Lo straordinario allestimento del museo (vanno ricordati, tra gli altri, il responsabile del gruppo di progettazione, arch. Ugo Mauro e l’arch. Federica Maffioli dello Studio Maffioli di Saluzzo), collocato al terzo piano della manica ottocentesca, ha un impiantivo narrativo che si sviluppa lungo un circuito ad anello, articolato in undici sale, ognuna delle quali illumina un aspetto o un momento significativo della società cavalleresca e cortese nel marchesato e presenta uno o più personaggi-chiave dei singoli momenti storici: dal mito della Griselda agli uomini d’arme, dal mondo della cavalleria alla zecca di Saluzzo, passando attraverso le vite dei grandi protagonisti come Tommaso III, Ludovico I e Ludovico II.
Dall’altro lato poi, quello che abbiamo definito come la disperazione perché la Castiglia, terminati i fasti rinascimentali, ritornò al centro dell’attenzione come istituzione penitenziaria, caratterizzando gran parte della storia del Regno di Sardegna e dello Stato nazionale. Dalla sua inaugurazione nel 1828, la Castiglia ha accompagnato la fase risorgimentale, i primi decenni dell’Unità nazionale, il ventennio fascista, l’avvento della Repubblica sino alla chiusura messa in atto nel 1992; a ciascuno di questi periodi storici hanno corrisposto diverse concezioni della pena e diverse scelte di politica criminale.
Il curatore del Museo della memoria carceraria, prof. Claudio Sarzotti, ha ripercorso tali vicende attraverso un allestimento multimediale di grande impatto emotivo. Un inedito percorso museale di indubbia suggestione che si snoda nella sequenza delle antiche celle di isolamento al piano seminterrato della Castiglia. Durante la visita possiamo così scoprire personaggi famosi (da Tocqueville a Bentham, da Lombroso a Pellico, da Giulia Falletti Colbert a Cavour), guardiani e funzionari dello Stato sconosciuti al grande pubblico reincarnatisi in ologrammi parlanti, pericolosi briganti (il terribile Francesco Delpero che viene qui rappresentato con un manichino parlante) e poveri emarginati finiti in carcere per piccoli reati, che compongono il quadro della storia del primo carcere moderno del regno sabaudo.

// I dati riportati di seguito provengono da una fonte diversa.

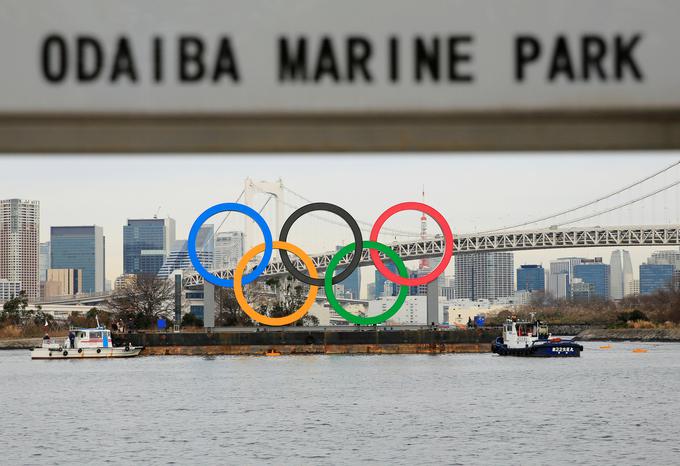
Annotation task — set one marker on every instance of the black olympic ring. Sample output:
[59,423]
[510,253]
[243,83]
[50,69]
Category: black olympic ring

Ma il Museo della memoria carceraria è anche l’occasione per sondare i suoi inesauribili rapporti con il mondo dell’arte, del cinema, della letteratura, della musica. Una biblioteca multimediale consentirà di rivivere negli spazi virtuali della Castiglia i racconti e i personaggi (veri e virtuali) che la pagina scritta e la celluloide hanno costruito sulla prigione (da Papillon al Conte di Montecristo, da Antonio Gramsci a Silvio Pellico). All’allestimento del museo hanno partecipato accademici e operatori penitenziari, ex detenuti e gli stessi cittadini di Saluzzo, intervistati sui ricordi di un carcere che si trovava nel pieno centro cittadino. Gli studenti e i docenti del Liceo G. Soleri e A. Bertoni di Saluzzo hanno contribuito all’allestimento, attraverso la costruzione di manufatti, dipinti e oggetti storici ricostruiti in base a documentazione rigorosamente d’archivio.